Edward de Bono’s Six Thinking Hats are a tried and tested way of keeping discussions on track, reducing overall meeting times, improving the quality and tenor of debate, resulting in decisions that everyone in a meeting can feel they played a part in reaching. Google “six thinking hats” and you will find lots of descriptions of the hats and what they are used for.  Incidentally, de Bono chose hats quite deliberately: we already “put on our thinking caps”, and “wear different hats” in different situations, so the concept already exists in popular language. It is also worth noting that the Hats are not a personality measure – the idea is that everyone uses all the Hats, even if they have a preference to contribute under one over others. 

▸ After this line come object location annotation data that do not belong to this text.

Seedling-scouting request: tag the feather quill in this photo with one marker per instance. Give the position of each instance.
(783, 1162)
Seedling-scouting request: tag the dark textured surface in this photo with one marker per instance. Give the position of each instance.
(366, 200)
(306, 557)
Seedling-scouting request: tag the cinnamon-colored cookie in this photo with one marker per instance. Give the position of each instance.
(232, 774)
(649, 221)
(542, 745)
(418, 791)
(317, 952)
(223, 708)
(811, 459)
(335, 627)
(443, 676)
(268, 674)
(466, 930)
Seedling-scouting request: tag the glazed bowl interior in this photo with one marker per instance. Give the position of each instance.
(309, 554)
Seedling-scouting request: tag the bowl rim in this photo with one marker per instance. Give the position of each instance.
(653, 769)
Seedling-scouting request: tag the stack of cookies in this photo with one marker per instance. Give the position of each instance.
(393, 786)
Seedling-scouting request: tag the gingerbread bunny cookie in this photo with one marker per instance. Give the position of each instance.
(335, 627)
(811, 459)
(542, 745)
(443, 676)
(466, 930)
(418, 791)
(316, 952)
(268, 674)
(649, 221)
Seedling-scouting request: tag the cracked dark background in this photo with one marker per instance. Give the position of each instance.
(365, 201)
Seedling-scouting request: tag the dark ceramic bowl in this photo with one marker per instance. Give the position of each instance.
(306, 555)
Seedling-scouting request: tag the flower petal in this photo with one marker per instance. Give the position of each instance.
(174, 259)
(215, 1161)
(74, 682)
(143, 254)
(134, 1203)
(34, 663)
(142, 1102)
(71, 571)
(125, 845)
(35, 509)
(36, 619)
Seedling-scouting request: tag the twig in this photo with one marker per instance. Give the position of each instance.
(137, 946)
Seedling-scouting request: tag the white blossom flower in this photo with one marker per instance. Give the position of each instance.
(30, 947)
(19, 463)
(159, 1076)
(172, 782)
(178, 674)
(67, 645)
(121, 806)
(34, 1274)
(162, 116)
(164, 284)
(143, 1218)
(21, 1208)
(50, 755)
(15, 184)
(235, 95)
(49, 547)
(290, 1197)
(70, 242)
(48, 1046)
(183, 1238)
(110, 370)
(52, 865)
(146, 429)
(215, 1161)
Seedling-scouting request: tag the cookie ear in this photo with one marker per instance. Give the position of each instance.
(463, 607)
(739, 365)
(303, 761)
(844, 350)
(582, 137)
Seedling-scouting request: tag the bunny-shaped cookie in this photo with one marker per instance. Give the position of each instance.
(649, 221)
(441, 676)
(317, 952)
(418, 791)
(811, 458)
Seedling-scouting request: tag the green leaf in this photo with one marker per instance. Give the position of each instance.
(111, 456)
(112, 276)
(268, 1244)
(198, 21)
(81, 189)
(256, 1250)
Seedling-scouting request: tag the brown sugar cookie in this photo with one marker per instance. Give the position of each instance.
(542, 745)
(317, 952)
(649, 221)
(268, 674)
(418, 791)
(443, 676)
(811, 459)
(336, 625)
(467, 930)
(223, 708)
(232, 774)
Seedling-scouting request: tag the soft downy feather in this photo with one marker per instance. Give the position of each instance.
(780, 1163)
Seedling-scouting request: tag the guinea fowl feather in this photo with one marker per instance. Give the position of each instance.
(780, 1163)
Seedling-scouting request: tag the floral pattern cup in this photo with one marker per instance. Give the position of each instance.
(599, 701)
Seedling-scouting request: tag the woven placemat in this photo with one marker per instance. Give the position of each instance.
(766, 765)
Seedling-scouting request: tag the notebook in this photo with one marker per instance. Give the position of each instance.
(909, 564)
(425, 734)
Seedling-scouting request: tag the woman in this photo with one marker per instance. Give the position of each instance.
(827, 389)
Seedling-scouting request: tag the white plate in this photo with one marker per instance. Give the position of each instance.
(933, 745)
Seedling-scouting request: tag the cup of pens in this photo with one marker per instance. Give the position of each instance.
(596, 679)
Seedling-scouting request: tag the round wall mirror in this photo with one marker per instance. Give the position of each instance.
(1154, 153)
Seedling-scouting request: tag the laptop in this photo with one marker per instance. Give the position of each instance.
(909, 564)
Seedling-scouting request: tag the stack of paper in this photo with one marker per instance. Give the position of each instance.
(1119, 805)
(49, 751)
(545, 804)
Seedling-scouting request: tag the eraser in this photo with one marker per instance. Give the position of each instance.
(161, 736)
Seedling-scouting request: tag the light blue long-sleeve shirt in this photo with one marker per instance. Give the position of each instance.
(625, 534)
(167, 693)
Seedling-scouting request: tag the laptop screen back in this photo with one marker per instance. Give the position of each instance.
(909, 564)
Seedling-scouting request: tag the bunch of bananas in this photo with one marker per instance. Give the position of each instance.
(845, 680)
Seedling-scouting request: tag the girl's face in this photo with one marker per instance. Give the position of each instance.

So how does it work in practice? 

It works by using the concept of parallel thinking, ie. everyone wearing the same hat at the same time. This works brilliantly to take ego out of a situation, as it aligns people to look through the same lens, rather than pushing their own agendas simultaneously. 

The “blue hat” plays a critical role. They keep all participants in line during a meeting, make sure the meeting has an agenda and the focus of any decisions that need making is clear. They are essential to: 

The principle is hard to argue against, because everyone gets their moment. The doom and gloom-sayers have their time under the black hat. The rosy-spectacles brigade get their say under the yellow hat. And anyone who is really annoyed about the whole thing, gets to say so under the red hat –often being given “permission” to say we’re annoyed about something goes a long way to diffusing that annoyance and allows us to focus on moving forward. And time is protected for the critical tasks of assembling indisputable facts, and creativity. 

There are many more nuances to using the Hats, but if you find yourself wasting time in meetings with no focus or endless debate, you would do well to consider using Hats to align group thinking, take ego out of the mix, to get better quality decision-making and commitment to those decisions!